Originally Posted by Ronstar View Post
Ok. I take it this way. Driver traveled at 30 mph in the first mile. Let's assume that is the average.
So that means his/her speed at the end of the first mile is 60 mph since the starting speed is 0 mph.
Problem states that the driver averages 60 mph over 2 miles. Since the driver averaged 30 mph in the first mile, he/she needs to average 90 mph in the 2nd mile in order to average 60 mph for the whole 2 miles. (30 ave mph mile 1 + 90 mph ave mile 2) / 2.

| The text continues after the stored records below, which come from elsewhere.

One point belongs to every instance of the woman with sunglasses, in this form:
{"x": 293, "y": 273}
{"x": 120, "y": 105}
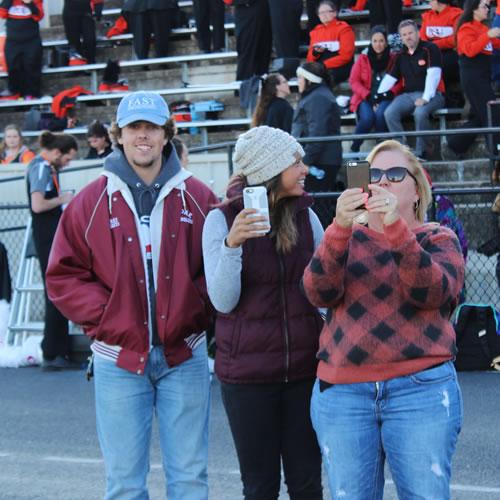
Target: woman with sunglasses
{"x": 386, "y": 386}
{"x": 475, "y": 44}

Since the driver was driving 60 mph at the beginning of mile 2, the driver needs to get going 120 mph at the end of mile 2 to average 90 mph in the 2nd mile.
The answer is 120 mph.
I saw several references to a 2 minute limit in the replies, and therefore its impossible. I saw no 2 minute limitation or any time limitation in the OP original problem statement. The 1st sentence says "travel at a speed of 30mph". MPH is by far the most common way we measure a 'rate of speed'. Since it is measurable, we can do the math.
I see no reason to impose a 2 minute time limit in the problem statement.
I've read through this whole thread, and this above is the only real answer based on practical physical capabilities of a car/rocket/airplane/object/person/thing/X/etc. My answer would be 90 if an object could go from 30 to 90 instantaneously. However, I change my answer to 120 based on general physical properties.